It’s been a while since I last posted. It’s not that it was a dry spell for me between those periods but it was actually the opposite. A couple of long travels here and there and some revisits to old sites and cooking were among the many things that occupied me.
But the truth is… I am suffering from a case of Writer’s Block eversince.
For the past weeks I’ve been trying to get the creative juices flowing but I was unsuccessful. Trying to figure this out, I realized that there was no way I can get the old momentum back with such emotional load inside me. The first phrase that came to my mind was “to unload” but that is not what I really want because no matter how difficult this is for me, I will never give this away because I know the only way memories will remain with me forever is for me to cherish both the smiles and tears that came to our lives.
I was thinking of “sharing the load” perhaps and tell you the story about what happened.
As you may know, me and my wife are married for 8 months now which basically means barely enough time yet for a baby to be arriving. However, my sister who was married 5 months earlier gave birth to a beautiful baby girl a few days after me and my wife were married. For a few days, our honeymoon plans were stalled as I attended to my sister and because we were so excited about the baby. Mycaela Amber or “Plum Plum” as she was called was my first niece and the first grandchild in our family. For me and my wife, we saw Mycaela as if she was ours. It was a very long time ago when our household was once reeking with our childish shrieks and squeals. As me and my sister grew up those noises eventually faded and was replaced with the monotonous of grown-up voices. Everyone had best wishes for Mycaela’s arrival and we were so eager to be with her as she goes through her toddler years.

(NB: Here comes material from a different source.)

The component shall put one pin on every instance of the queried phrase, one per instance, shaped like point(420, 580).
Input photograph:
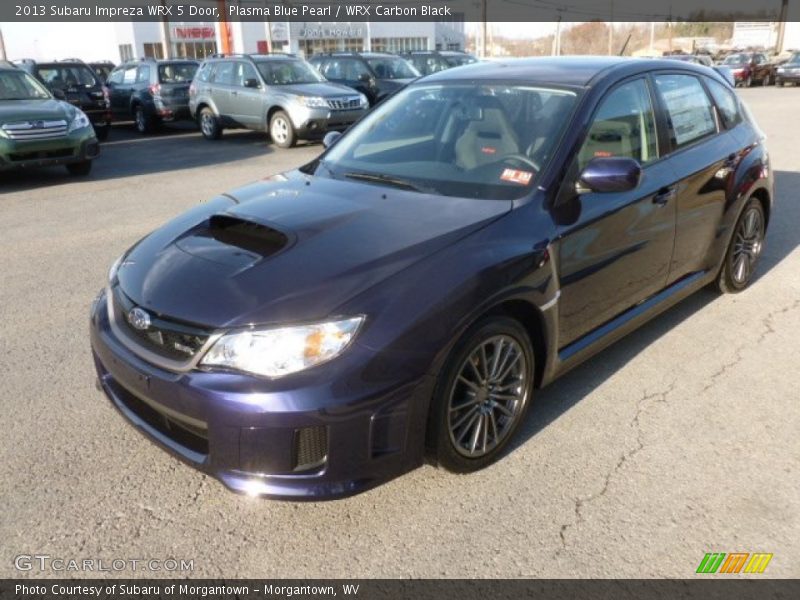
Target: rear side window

For 6 months, our family was all about Mycaela. My work schedule became more bearable as I eagerly waited to get back and visit her, my wife who wasn’t a whiz on carrying babies became such an expert as she like my mother and father were guilty of monopolizing playtime with Mycaela.
Conversations once dominated by “what-I-want’s” and “what-I-want-to-do’s” were replaced by “Mykaela-needs…” and Mykaela-must-have’s”. Not so long ago, everytime I go to malls, my eyes were instantly fixed on the latest gadget while now my eyes playfully trailed on stuff toys and trinkets wondering if they will bring a smile on Mycaela. It was amazing to realize how something inoccent as a baby can turn our lives around at the snap of a finger while for years we’ve consistently failed one New Year’s resolution after the other about being more selfless and less materialistic.
I never thought that the words “All good things come to an end” had so much truth in them at that they can happen even in the most unimaginable of circumstances. When it did happen it was so tragic that it felt like our hearts were shattered a thousand times over.
On August 27, 2012 Mycaela the angel that she was made her way back to heaven and left us beyond sadness, struggling to understand that it was God’s will.
At the back of my mind I felt how this event was so unfair that something as innocent as her deserved this. I was consoled when somebody told me that Mycaela could be having a hard time herself right now letting go of us because she knew she was going to a better place – a much better place than where we are right now.
I was not wrong when I told my sister that Mycaela was a Gift from God because she blessed our lives and changed it more than we could ever imagine. She showed us our Hearts and taught us that it can be broken whoever we are or whatever we have. She taught us Love knows no bounds and that Life is finite.
Most importantly, she thought me that when answers to questions begin to lose meaning and everything else fails…there is Faith.